The Best (and Worst) Classic Dad Jokes 👋

Get ready for timeless humor with our collection of classic dad jokes! These iconic, laugh-out-loud jokes have been making people groan and giggle for generations. Perfect for anyone who loves the charm of old-school humor, our classic dad jokes feature the best one-liners and puns that never go out of style. Whether you’re sharing them at family gatherings or just looking to brighten your day, these classic jokes are sure to deliver the perfect punchline every time. Explore our collection and rediscover the magic of classic dad jokes!

Why are pigs so bad at sports? They always hog the ball.

To the person who stole my place in the queue. I’m after you now.

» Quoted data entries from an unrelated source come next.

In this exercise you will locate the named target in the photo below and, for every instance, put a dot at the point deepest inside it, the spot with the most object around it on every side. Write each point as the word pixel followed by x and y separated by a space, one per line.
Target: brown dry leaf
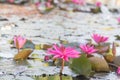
pixel 99 64
pixel 23 54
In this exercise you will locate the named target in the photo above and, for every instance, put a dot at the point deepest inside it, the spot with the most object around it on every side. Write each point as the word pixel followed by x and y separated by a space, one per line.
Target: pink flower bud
pixel 98 4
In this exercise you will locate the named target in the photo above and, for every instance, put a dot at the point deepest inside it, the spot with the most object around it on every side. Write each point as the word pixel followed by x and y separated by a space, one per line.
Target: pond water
pixel 74 27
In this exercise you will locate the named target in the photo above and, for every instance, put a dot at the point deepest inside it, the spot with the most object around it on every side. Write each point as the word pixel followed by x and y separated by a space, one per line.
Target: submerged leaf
pixel 81 65
pixel 23 54
pixel 99 64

What’s green and has wheels? Grass. I lied about the wheels.

Did you hear they arrested the devil? Yeah, they got him on possession.

You can tell it's a dogwood tree from its bark.

Why don’t pirates take a bath before they walk the plank? They just wash up on shore.

What did the police officer say to her belly button? You're under a vest!

The difference between a numerator and a denominator is a short line. Only a fraction of people will understand this

If a child refuses to sleep during nap time, are they guilty of resisting a rest?'

Why do vampires have no friends? They suck.

How do cows stay up to date? They read the Moo-spaper.

In 2017 I didn't do a marathon. I didn't do one in 2018, 2019, or 2020, either. This is a running joke.

What do you call a fish wearing a bowtie?' 'Sofishticated.'

What do you call a beehive without an exit? UnBeeLeaveable!

How do you get a farm girl to marry you? First, a tractor.